‘Pseudo-labelling’ behaviors in SimBA

Annotating frames can be the most time-consuming aspect of supervised machine learning, and computational tools are developed at pace to address this time-sink. For example, pose-estimation tools such as DeepLabCut and SLEAP, promote workflows that significantly decrease the required body-part labelling time; DeepLabCut asks users to extract/refine/merge body-part outlier, and SLEAP asks users to take a computer-assisted labelling approach and run non-optimized models and correct their prediction results until they are perfected. JAABA (Janelia Automatic Animal Behavior Annotator), another excellent and popular tool for machine classification of animal behavior, is also based on a workflow composed of iterative re-training of classifiers based on machine-generated predictions.

These workflows are built upon feeding computer-generated predictions, initially with human oversight, back into the model as training examples and thus improving its predictions through more data, all while spending significantly less time annotating images. This is approach is not restricted to animal tracking / pose-estimation, but can also use for improving the performance of behavior classifiers in SimBA.

Note

If you want to label behaviors, including the use of pseudo-labelling methods in SimBA, you must extract the frames for the videos you wish to label. The frame extraction ensures that the frame number, the behavioral label, and the displayed frame during the annotation-work are all align. For more information on how to extract frames in SimBA, see the Scenario 1 Part 2 - Import more tracking data into project, or the generic Tools menu tutorials.

Step 1: Generating initial machine predictions in SimBA

Before using the ‘pseudo-labelling’ tool in SimBA, we need to generate some machine learning classification predictions for videos that has not been used to train the model. Detailed information on how to generate such machine classifications can be found in the Scenario 1 - building classifiers from scratch tutorial. More documentation on how to generate machine predictions can also be found in the generic SimBA documentation. We recommend reading the of these tutorials up to and including Step 8 - Run Machine Model.

When you’ve successfully generated your machine predictions, you will have CSV files containing your machine classifications, with one CSV file for each video in your project, in your project_folder/csv/machine_results directory. We will now use the Pseudo-labelling tool in SimBA to look at these machine classifications and correct them when necessary.

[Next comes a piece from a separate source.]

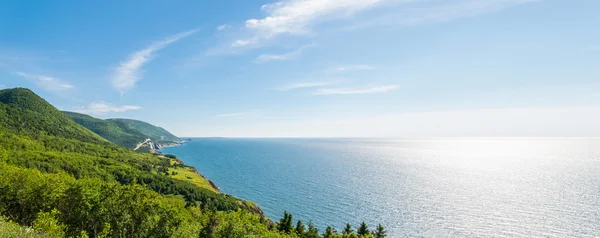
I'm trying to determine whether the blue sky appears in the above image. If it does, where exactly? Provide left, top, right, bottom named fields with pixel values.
left=0, top=0, right=600, bottom=137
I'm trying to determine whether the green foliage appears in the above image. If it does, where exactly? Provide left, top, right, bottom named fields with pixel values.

Step 2: Using Pseudo-labelling in SimBA

After loading your project in SimBA, navigate to the Label behavior tab and uou should see the following menu:

In the sub-menu titled Pseudo Labelling, there is a entry-box called Frame folder. Click on Browse and select to the folder containing the frames for the video you wish to correct the machine predictions for.
Beneath the Frame folder entry-box, there is a sub-menu titled Threshold. Within this sub-menu there are entry-boxes, with one entry-box for each classifier in the project. in each of these entry-boxes, insert a value between 0.00 and 1.00. These numbers represents the classification threshold for each classifier. If you are unfamiliar with classification thresholds, then you can read more about them in the tutorial for Scenario 1 - Step 8, or Scenario 2 - Part3. In brief, the classification threshold represents how sure the computer has to be before it classifies a frame as containing the behavior. A classification threshold value of 0.80, for example, would mean that the computer has to be 80% sure that the frame contains the behavior to classify it as containing the behaviour. When the classification threshold(s) have all been entered, click the Correct label button.
After clicking the Correct label button, a window will pop open that looks similar to this:

This interface is near-identical to the labelling interface described in the SimBA behavioral annotator GUI tutorial and users should head over to this tutoral for detailed instructions on how to use this interface to label behaviors.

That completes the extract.